Col. Thomas Dunbar, commander of Braddock’s army after the defeat on the Monongahela, decided to withdraw his demoralized troops instead of making a new attack from Fort Cumberland, and on July 16 informed Governor Morris that he planned to bring two regiments into winter quarters at Philadelphia. He asked for quarters for 100 officers, 1200 men, and a hospital.7 Morris, dismayed not only by the problem of billeting so large a force but also by the prospect of leaving the frontier undefended,8 laid the matter before the Assembly on July 28. Franklin, James Wright, and John Wright were appointed to prepare an answer. It was approved and sent to the Governor the same day. Morris forwarded a copy of it to Dunbar, with his own urgent appeal to reconsider and keep his troops west of the Susquehanna where they could be easily supplied, for defense against the French and Indians.9
A bill extending the quartering provisions of the British Mutiny Act to Pennsylvania was enacted on August 15, but when Dunbar’s troops were in Philadelphia, August 29 to October 1, on their way to New York, they encamped on Society Hill and thus did not need quarters in town.10
[July 28, 1755]
May it please the Governor,
We have considered that Part of the Governor’s Message relating to the proposed March of Colonel Dunbar’s Forces from Fort Cumberland to Philadelphia; and as the People on the Frontiers are at present under great Apprehensions of Danger, and ready to abandon their Settlements; and those Forces, if properly disposed, might contribute very much to their Security, and be as well provided with every Thing, as they could be at Philadelphia; and as there are yet several Months in which the Weather in this Climate is commonly such as that it is not absolutely necessary Men should go into Quarters; we would request the Governor to take the Steps that may be proper to procure a Disposition of the Troops in such Places, as may be most suitable for the Protection of the Frontier Inhabitants of this and the neighbouring Colonies, at least till the Approach of Winter.
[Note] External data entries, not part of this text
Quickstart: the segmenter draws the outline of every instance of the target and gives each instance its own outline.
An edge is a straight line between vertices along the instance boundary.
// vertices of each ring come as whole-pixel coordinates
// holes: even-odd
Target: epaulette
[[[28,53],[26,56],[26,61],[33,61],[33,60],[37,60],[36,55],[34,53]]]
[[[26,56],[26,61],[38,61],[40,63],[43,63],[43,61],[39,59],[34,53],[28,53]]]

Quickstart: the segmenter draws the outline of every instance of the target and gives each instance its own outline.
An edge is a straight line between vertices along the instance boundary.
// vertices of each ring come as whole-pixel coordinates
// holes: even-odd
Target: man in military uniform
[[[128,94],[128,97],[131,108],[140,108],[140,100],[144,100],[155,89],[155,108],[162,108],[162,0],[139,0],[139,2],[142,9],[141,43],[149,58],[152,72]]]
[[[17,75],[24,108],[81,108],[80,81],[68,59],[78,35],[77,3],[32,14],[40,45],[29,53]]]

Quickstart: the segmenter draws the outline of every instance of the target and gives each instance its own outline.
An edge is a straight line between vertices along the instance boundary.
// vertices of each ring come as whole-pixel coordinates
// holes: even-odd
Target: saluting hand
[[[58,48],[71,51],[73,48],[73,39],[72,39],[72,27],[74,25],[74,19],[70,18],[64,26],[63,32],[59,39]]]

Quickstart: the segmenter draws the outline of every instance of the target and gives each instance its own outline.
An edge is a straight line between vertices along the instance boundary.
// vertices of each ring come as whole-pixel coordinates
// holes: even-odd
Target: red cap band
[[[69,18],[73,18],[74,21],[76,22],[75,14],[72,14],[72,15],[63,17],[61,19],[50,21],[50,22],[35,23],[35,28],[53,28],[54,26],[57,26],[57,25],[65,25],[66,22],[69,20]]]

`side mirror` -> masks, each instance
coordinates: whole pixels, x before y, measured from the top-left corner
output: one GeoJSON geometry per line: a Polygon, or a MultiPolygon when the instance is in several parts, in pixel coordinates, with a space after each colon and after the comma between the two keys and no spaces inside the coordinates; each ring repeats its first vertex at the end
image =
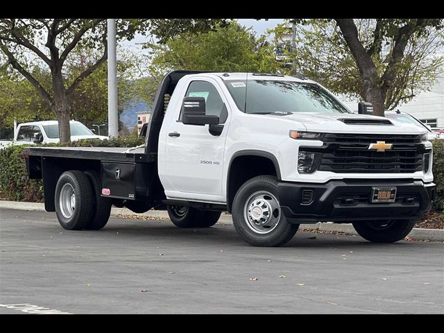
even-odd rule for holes
{"type": "Polygon", "coordinates": [[[144,124],[142,126],[142,128],[140,129],[140,134],[139,135],[139,136],[146,137],[147,130],[148,130],[148,123],[144,123],[144,124]]]}
{"type": "Polygon", "coordinates": [[[368,102],[358,103],[358,113],[359,114],[373,114],[373,105],[368,102]]]}
{"type": "Polygon", "coordinates": [[[203,97],[185,97],[182,103],[182,122],[185,125],[216,125],[219,117],[205,114],[203,97]]]}
{"type": "Polygon", "coordinates": [[[42,133],[39,133],[35,136],[35,139],[34,140],[35,144],[41,144],[43,142],[43,135],[42,133]]]}

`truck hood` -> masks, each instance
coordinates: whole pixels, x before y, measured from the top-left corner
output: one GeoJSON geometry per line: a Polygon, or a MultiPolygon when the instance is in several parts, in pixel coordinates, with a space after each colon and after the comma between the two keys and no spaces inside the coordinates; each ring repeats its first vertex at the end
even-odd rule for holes
{"type": "Polygon", "coordinates": [[[425,128],[413,123],[397,121],[384,117],[348,113],[293,113],[287,116],[270,114],[300,123],[308,132],[331,133],[425,134],[425,128]],[[393,125],[385,124],[390,121],[393,125]]]}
7. Pa. Col. Recs., VI, 499.
8. See, for example, Morris’ letters to Sir Thomas Robinson and Governor Shirley, July. 30, 1755, and to Dunbar and Thomas Penn, July 31, ibid., pp. 511–12, 513–14, 515–16, 517–18.
9. The Wright brothers represented in the Assembly respectively Lancaster and York Counties, two of the most exposed areas.
10. Statutes at Large, V, 194–5; Pa. Gaz., Sept. 4 and 25, and Oct. 2, 1755. A serious dispute over quartering in Philadelphia took place in December 1756.